As We Face a "Fiscal Cliff" Let's Close Immigration-Related Tax Loopholes

By David North on December 24, 2012

Memorandum to: President Obama and Speaker Boehner
From: David North, CIS
Re: There's $100 billion available from immigration sources to avoid the "Fiscal Cliff"
 

Widespread press reports say that the two of you are about $100 billion apart, over a ten-year period, in your mutual efforts to increase revenue and reduce spending, both to reduce the federal deficit debt. The House Republicans want to avoid raising taxes on all Americans, including very rich ones, and the White House does not want to reduce entitlements (presumably for American voters).

Here's a way out of the logjam that reduces (undeserved) entitlements on illegal aliens, while increasing revenues, largely by appropriately taxing non-voting aliens (and some corporations hiring aliens). The total to be raised by a series of these fiscal actions would come to about the needed $100 billion, over ten years.

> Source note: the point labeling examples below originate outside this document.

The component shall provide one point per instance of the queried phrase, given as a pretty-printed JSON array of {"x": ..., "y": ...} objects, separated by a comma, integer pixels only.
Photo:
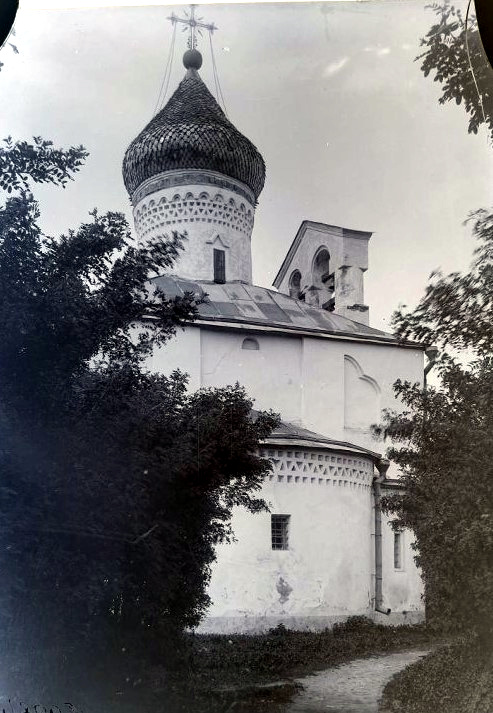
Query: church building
[{"x": 303, "y": 348}]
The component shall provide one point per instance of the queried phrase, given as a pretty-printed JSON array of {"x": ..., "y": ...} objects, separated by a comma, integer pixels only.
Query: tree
[
  {"x": 116, "y": 483},
  {"x": 455, "y": 57},
  {"x": 443, "y": 442}
]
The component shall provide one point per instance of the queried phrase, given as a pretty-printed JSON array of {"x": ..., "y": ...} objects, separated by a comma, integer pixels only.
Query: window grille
[
  {"x": 219, "y": 266},
  {"x": 397, "y": 550},
  {"x": 280, "y": 532}
]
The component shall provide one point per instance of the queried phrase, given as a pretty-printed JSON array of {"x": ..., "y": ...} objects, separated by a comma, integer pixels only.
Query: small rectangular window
[
  {"x": 280, "y": 532},
  {"x": 219, "y": 266},
  {"x": 397, "y": 550}
]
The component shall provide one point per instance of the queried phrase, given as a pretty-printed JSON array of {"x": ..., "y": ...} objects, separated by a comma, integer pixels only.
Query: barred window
[
  {"x": 397, "y": 550},
  {"x": 219, "y": 266},
  {"x": 280, "y": 532}
]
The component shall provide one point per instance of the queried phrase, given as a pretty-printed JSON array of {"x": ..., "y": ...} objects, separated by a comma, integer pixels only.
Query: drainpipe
[
  {"x": 432, "y": 355},
  {"x": 383, "y": 466}
]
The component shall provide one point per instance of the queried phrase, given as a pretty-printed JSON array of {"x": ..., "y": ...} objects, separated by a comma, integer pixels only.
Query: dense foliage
[
  {"x": 116, "y": 483},
  {"x": 454, "y": 56},
  {"x": 444, "y": 443},
  {"x": 456, "y": 679}
]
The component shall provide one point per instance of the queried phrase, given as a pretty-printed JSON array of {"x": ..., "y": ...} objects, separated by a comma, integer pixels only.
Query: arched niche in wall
[
  {"x": 295, "y": 284},
  {"x": 361, "y": 396}
]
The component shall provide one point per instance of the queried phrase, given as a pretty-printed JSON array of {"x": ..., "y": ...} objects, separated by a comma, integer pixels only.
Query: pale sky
[{"x": 351, "y": 131}]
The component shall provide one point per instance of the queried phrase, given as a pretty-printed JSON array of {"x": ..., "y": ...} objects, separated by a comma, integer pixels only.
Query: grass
[
  {"x": 221, "y": 669},
  {"x": 457, "y": 678},
  {"x": 216, "y": 673}
]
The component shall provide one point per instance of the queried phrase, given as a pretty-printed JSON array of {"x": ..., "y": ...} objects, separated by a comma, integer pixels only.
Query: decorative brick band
[
  {"x": 200, "y": 208},
  {"x": 170, "y": 179},
  {"x": 319, "y": 467}
]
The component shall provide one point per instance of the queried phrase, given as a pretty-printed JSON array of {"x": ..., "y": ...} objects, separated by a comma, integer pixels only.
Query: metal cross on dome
[{"x": 193, "y": 23}]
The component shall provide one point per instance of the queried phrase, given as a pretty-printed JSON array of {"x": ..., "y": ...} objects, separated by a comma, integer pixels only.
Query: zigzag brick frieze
[
  {"x": 319, "y": 468},
  {"x": 182, "y": 209}
]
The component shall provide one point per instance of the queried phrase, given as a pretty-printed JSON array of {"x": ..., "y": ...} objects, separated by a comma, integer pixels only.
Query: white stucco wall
[
  {"x": 348, "y": 261},
  {"x": 212, "y": 216},
  {"x": 314, "y": 382},
  {"x": 335, "y": 388},
  {"x": 323, "y": 577}
]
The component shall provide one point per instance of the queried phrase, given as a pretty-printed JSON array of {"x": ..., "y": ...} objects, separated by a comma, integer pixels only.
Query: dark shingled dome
[{"x": 192, "y": 132}]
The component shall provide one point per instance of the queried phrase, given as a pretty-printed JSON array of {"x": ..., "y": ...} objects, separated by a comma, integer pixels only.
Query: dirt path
[{"x": 351, "y": 688}]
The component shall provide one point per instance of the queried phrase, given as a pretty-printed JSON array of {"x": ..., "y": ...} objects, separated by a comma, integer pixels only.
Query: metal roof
[
  {"x": 290, "y": 433},
  {"x": 240, "y": 304}
]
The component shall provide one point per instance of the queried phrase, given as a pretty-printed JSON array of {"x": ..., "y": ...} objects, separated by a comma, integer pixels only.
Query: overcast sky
[{"x": 351, "y": 131}]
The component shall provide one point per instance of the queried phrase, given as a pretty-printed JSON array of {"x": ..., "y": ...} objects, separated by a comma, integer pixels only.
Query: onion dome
[{"x": 192, "y": 132}]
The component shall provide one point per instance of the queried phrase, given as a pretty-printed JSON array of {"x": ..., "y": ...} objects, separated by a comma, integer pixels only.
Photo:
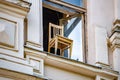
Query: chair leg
[
  {"x": 56, "y": 45},
  {"x": 48, "y": 48}
]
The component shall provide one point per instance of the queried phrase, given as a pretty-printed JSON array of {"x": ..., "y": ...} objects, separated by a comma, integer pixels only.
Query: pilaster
[{"x": 115, "y": 45}]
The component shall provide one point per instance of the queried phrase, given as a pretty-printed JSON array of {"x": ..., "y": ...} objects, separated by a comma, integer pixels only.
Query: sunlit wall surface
[{"x": 73, "y": 30}]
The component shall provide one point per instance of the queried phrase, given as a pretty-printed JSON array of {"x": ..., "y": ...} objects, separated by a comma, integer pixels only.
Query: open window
[{"x": 70, "y": 15}]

The best part is that virtually no voters would pay a dime.

Here's how we get $100 billion from a variety of untapped, and largely undiscussed sources, all related to immigration:

$15 billion more in Social Security Taxes: There are, as I wrote in an earlier report "How Employers Cheat America's Aging by Hiring Foreign Workers", numerous foreign worker programs, such as for alien farm workers (H-2A) and recent foreign college graduates (F-1), in which neither the alien nor the alien's employer pays Social Security, medicare, or federal unemployment taxes. Closing these loopholes would bring in more than $1.5 billion a year to the government, and that, times ten years, equals $15 billion.

$43 billion more in other taxes, fees and mandatory loans by aliens: CIS published two years ago a Backgrounder of mine showing in detail a variety of ways to tap into the flows of money that accompany international migration; among the new fees and taxes to be created would be higher immigration-management fees for the Departments of State, Labor, and Homeland Security; small fees for cars, trucks, buses, and passenger trains, as well as pedestrians, entering the country on land; and withholding 1 percent on all wire transfers of money sent overseas. (In the last scheme, the amount withheld would be an income tax credit, and thus would not cost the sender a penny – assuming that his or her taxes were paid in full, which is presumably not always the case.)

The $43 billion-over-ten-years estimate is based on a recent modification of the earlier annual estimate seen in the Backgrounder.

 

An investigative report on the
Child Tax Credit loophole
 

$42 Billion from closing a loop hole in the Additional Child Tax Credit Program: Depending on how you define it, this is either a reduction in entitlement spending, or an expansion in revenue by eliminating a tax break, but it will produce $42 billion over a period of ten years. The current, underlying problem is that many illegal aliens use Taxpayer Identification Numbers (ITNs), which are much easier to get than Social Security numbers, when completing their tax returns, and claiming ACTC benefits. This facilitates fraud in the program. The Federation for American Immigration Reform (FAIR) has called for a closing of this loophole and has calculated the prospective savings at the rate of $4.2 billion a year.

Perhaps the gap between the President's and the Speaker's positions is more like $200 or $300 billion, but the $100 billion contribution suggested above would go a long way toward solving the problem ... and virtually no voters would be effected.